Als Scott diesmal das Zimmer betreten hatte, war seine instinktive Reaktion nicht stärker gewesen als bei simpler Neugier. Während er das Gesicht des Alten beobachtete, langte er nach dem Bleistift, darauf gefasst, dass sich die magere, skelettartige Hand erneut darum schließen würde. Aber sie rührte sich nicht.

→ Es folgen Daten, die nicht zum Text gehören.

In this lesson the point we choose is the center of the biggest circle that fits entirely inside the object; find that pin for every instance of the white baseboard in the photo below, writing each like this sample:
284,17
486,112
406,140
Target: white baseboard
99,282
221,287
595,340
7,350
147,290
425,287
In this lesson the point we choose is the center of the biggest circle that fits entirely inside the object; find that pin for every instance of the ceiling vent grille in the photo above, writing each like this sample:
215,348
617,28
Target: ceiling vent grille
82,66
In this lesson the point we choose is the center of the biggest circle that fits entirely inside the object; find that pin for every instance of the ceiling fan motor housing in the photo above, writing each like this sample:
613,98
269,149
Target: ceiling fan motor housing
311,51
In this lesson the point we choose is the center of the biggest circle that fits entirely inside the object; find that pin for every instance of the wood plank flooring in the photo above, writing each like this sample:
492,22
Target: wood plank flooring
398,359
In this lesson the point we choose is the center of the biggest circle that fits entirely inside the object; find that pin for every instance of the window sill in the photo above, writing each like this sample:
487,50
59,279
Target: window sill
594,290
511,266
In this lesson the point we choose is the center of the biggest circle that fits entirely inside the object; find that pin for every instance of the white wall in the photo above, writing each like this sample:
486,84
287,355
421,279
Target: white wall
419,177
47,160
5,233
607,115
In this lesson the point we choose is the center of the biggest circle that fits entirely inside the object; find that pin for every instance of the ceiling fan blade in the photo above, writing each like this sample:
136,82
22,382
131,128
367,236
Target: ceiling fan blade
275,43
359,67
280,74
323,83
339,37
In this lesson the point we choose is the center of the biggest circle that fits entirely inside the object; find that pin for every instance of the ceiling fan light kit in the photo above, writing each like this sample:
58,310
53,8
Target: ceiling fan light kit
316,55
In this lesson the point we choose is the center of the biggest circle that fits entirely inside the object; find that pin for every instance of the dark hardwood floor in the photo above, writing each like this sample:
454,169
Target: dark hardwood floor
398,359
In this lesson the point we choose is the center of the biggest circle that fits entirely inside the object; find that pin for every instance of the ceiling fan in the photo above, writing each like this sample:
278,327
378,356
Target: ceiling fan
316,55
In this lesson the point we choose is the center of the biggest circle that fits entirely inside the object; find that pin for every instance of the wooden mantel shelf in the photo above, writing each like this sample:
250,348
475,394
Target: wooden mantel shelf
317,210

Scott nahm seine Beute an sich und musterte sie mit gewisser Ehrfurcht, obwohl es nur ein ganz normaler Bleistift war: ein sechseckiger HB mit Radiergummi und der blauen Aufschrift
Der Künstler hatte seine jüngsten Werke unter einen Stoß leerer Blätter geklemmt. Nachdem Scott sie herausgezerrt hatte, steckte er dem Alten das Klemmbrett wieder zwischen die Schenkel und den Bleistift in die Hand. Die Zeichnungen nahm er mit, als er das Zimmer verließ. Noch auf dem Gang begann er damit, jeden Cartoon im flackernden Schein der Neonröhren sorgfältig zu inspizieren. Anfangs kam es ihm so vor, als hätten sie keinerlei realen Hintergrund.
Bis er sich die letzten Zeichnungen vornahm. Wie schon einmal, auf dem Seegrund, war es so, als greife eine eiskalte Hand nach seinem Herzen. Er war entsetzt.
Die ganze Serie bestand aus nächtlichen Szenen. Die erste Zeichnung zeigte die Gesamtansicht eines Friedhofs mit vielen Bäumen. Auf der zweiten fiel ein Grabstein auf: Zwei übereinander geschichtete Marmorquader stützten eine pyramidenförmige Stele, die von einem Kruzifix gekrönt wurde. Das Kreuz war beschädigt, ein Seitenarm sowie ein kleiner Teil des Kopfstücks fehlten. Die Inschrift, bis auf drei oder vier Buchstaben nicht lesbar, war in den unteren Marmorstein eingeritzt. Das Mondlicht fiel auf eine grässliche Hand im Vordergrund, eine verweste, gekrümmte Hand, die wie eine Klaue die flüchtig angedeutete Erde durchstieß. In der dritten Abbildung der Serie bahnte sich ein verrotteter, einäugiger Leichnam mit der Schulter den Weg aus der beengenden Grabstelle. Es war die klassische Horror-Szene eines Cartoons, allerdings so beängstigend realistisch gezeichnet, dass es Scott einen Moment lang so vorkam, als könne er den Gestank nach Moder und Verwesung riechen.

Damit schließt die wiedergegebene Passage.